Eccoti grigio signore, ora ti vedo nel tuo mantello di nebbia. Ci hai provato, lo so, e so anche quanto, ma non ci sei riuscito.
Eccomi ancora qua, a cercare rime in poesie che tu consideri melliflue e stomachevoli.
Eccomi, mentre racconto l’amore nel mio nuovo libro.
Eccomi.
Eccomi calda come una mattina d’estate, quelle estati clementi e piovose. Limpide estati dalle albe mattiniere di quel corallo intenso che sale dal mare.

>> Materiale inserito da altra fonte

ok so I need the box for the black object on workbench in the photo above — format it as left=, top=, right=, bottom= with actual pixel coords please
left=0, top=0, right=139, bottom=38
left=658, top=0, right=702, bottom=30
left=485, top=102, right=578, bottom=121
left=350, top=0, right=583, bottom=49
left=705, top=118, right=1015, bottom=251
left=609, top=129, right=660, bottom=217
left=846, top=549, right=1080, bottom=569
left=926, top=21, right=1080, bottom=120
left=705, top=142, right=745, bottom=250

Calda come una mattina d’agosto dopo la pioggia, quando l’afa ritira il suo manto e le nubi cambiano la pagina del cielo.
Calda così, di un calore piacevole mai soffocante, quando la pelle appare fresca e ci si può sciogliere i capelli.
Eccomi, pigra come pioggia d’autunno.
Eccomi come brina di gennaio sulla terra chiusa come uno scrigno.
Eccomi, sono primula e viola ciocca, margherita nascosta.
Eccomi, non ci sei riuscito, rammendo gli strappi del mio vestito.
Eccomi, non c’è speranza e nemmeno rammarico, so che sono ancora in piedi davanti ad un altro scenario.
E le parole, mie compagne, arrivano in fila ordinata danzando sinuose come ballerine alla Scala.
Sono qui, e potrei essere da qualsiasi altra parte.
Indosso i brandelli di quel che rimane, sembrano rami di salice leggeri e mossi dal vento che li fa sussurrare come amanti in un ballo lento.
Eccomi qui con la mia poesia, sogni d’amore e parole di zucchero, mentre sfioro lieve questa pagina con l’inchiostro.
Carezza timida e insicura ma faccio solo quel che so fare, permetto all’amore di raccontare. Ma ti vedo, triste signore, so che mi accompagni e mi tieni d’occhio.
Ora so badare a me stessa ti puoi rilassare, sono una vecchia ragazza che crede nell’amore.
Cosa posso dire, sono fatta così
ci hai provato a cambiarmi ma eccomi ancora qui.